法人携帯のかけ放題プランはお得?内容やおすすめキャリア徹底解説

法人携帯を利用している企業にとって、通話料は大きなコストです。取引先との通話が多い部門などは、通話料が高額になってしまいます。

日常的に通話するなら、かけ放題プランがおすすめ。通話料金を大幅に削減できるだけでなく、コストの予測が立てやすくなります。

しかしキャリアもプランも多すぎて、どれがよいかわからない方も多いでしょう。

そのような方に向けてこの記事では、各社のかけ放題プランを徹底解説します。

最適なかけ放題プランの選び方、プランの種類、各キャリアの特徴がわかるので、ぜひ参考にしてください。

法人スマホのかけ放題プランでお得になるのはどんな人?

かけ放題プランは通話料金を一定額に保てますが、使い方次第で損することもあります。かけ放題プランを利用すべき人はどんな人でしょうか?

結論は「月の平均通話料が、かけ放題プラン料金を超える人」です。例として、ドコモのかけ放題プラン1,870円(税込)で計算してみましょう。

かけ放題プラン(月額)1,870円
通話料金44円/分

上記の場合、1ヶ月で42.5分通話するとかけ放題プランと同額の通話料が発生します。この時間をプランに加入すべきかの判断基準にできます。

他のプランも同じように、月々の通話時間で計算可能です。多くのキャリアでは部門・社員ごとにプランを選べるので、利用実態に合わせてプランを最適化できます。

法人スマホのかけ放題の種類

かけ放題にはいくつか種類があります。代表的なものは以下の3つです。

  • 時間無制限
  • 時間制限付
  • 社員間無料

社員の電話の使い方ごとに、最適なプランは異なります。それぞれの特徴を解説しましょう。

時間無制限

時間無制限で通話料金が無料になるプランです。他のかけ放題プランよりも価格が高く、2,000円前後が一般的です。

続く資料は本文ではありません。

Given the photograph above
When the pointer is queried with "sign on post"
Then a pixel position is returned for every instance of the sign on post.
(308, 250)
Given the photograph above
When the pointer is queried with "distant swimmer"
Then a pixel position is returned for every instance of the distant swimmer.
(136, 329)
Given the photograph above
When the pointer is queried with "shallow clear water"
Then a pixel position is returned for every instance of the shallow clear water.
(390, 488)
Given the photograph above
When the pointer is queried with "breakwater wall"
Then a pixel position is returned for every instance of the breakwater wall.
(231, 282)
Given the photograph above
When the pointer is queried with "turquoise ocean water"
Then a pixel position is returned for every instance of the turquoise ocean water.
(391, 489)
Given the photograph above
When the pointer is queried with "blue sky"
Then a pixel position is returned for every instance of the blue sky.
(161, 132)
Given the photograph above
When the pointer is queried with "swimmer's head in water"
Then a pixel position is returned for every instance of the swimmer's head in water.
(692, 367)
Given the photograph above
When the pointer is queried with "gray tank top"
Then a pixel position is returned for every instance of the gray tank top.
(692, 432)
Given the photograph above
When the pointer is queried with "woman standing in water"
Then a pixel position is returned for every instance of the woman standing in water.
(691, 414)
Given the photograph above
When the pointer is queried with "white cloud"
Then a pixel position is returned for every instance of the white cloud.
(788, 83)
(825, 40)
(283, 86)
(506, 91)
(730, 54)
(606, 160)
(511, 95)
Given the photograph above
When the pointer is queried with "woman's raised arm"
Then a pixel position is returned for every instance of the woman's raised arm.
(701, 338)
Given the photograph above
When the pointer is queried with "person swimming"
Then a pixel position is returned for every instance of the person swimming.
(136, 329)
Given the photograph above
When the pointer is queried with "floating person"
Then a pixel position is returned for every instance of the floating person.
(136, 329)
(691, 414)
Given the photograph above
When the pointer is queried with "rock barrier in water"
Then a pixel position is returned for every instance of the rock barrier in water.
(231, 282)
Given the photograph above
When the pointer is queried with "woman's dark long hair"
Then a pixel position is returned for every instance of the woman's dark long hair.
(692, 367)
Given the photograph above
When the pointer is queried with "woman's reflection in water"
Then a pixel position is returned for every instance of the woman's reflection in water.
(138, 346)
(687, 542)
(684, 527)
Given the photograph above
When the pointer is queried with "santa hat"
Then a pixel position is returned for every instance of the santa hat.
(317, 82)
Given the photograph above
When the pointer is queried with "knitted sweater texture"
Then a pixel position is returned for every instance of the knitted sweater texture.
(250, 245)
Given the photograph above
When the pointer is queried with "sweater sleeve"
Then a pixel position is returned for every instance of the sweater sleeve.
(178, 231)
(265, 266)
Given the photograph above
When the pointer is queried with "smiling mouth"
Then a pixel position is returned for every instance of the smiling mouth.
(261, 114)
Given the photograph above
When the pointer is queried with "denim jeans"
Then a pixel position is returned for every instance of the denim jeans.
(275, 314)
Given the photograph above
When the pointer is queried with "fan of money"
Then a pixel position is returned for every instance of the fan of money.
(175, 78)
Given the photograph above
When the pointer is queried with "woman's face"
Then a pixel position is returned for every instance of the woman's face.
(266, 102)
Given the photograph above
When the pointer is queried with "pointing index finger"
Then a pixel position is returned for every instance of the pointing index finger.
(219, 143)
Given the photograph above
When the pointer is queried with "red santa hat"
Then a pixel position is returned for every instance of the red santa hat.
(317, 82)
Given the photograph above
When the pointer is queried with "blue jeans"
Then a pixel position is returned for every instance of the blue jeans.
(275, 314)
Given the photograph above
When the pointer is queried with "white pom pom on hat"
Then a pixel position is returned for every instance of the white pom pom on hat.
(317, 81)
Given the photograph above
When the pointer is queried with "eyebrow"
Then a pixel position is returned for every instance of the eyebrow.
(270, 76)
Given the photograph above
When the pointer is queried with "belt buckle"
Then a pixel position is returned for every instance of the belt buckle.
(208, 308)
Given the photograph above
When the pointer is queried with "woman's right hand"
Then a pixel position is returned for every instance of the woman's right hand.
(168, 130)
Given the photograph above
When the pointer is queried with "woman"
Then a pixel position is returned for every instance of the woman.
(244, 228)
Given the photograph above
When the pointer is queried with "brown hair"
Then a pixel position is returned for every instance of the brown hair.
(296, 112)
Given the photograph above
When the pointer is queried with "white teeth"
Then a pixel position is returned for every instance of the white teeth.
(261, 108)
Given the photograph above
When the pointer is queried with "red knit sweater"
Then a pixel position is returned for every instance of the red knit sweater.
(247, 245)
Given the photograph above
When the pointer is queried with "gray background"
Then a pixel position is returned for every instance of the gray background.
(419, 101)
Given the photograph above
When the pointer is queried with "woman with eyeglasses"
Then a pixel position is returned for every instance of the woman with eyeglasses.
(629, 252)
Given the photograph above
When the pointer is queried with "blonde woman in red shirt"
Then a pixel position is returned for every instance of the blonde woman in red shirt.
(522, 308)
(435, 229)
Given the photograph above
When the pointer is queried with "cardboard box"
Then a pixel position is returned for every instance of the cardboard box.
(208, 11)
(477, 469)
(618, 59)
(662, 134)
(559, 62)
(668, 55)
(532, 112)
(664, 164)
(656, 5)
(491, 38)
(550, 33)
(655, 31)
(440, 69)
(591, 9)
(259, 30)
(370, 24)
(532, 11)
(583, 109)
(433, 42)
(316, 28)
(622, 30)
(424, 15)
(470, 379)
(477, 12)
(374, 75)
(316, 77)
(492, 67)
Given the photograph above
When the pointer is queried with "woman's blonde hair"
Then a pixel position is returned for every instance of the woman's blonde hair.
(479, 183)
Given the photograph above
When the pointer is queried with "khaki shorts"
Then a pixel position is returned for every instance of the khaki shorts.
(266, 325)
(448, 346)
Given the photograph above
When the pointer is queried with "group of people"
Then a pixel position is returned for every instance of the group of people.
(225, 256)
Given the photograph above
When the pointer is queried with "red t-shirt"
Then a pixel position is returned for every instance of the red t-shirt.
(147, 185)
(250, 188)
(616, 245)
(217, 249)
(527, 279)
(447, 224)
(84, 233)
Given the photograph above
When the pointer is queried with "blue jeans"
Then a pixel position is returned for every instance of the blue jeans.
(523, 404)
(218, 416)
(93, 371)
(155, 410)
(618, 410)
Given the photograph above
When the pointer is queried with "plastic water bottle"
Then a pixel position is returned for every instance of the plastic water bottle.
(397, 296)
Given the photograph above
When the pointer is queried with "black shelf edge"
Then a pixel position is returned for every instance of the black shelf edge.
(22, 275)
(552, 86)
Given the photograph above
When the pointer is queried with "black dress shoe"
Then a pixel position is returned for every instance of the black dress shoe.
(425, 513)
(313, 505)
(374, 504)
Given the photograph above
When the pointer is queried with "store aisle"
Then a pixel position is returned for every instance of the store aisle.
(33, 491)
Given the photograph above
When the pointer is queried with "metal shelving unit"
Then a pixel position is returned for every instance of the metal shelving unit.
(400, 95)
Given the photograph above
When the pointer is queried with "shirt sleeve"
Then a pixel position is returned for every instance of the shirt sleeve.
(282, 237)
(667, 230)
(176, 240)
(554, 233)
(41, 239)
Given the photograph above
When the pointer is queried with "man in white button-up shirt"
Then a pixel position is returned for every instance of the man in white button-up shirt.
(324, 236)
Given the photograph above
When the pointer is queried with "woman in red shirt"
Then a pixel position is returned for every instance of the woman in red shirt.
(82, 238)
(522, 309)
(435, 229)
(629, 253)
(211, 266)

一般的な通話料が44円/分とすると、45分程度でかけ放題プランと同額になります。月の通話時間が45分を超えるなら、時間無制限プランへの加入をおすすめします。

時間制限付

時間制限付きのプランは、一回の通話が指定時間内であれば無料になります。区切りは5分か10分が一般的です。

料金は1,000円前後のものが多いため、一回の通話が短い人は時間無制限よりも安くなります。ただし、時間を超過すると通常の通話料金がかかるので要注意。

超過時間が多いなら、かけ放題プランの方がお得です。

社員通話無料

社員間の通話が無料になるプランです。社外とのやり取りが少なく、社員間の通話が多い人におすすめです。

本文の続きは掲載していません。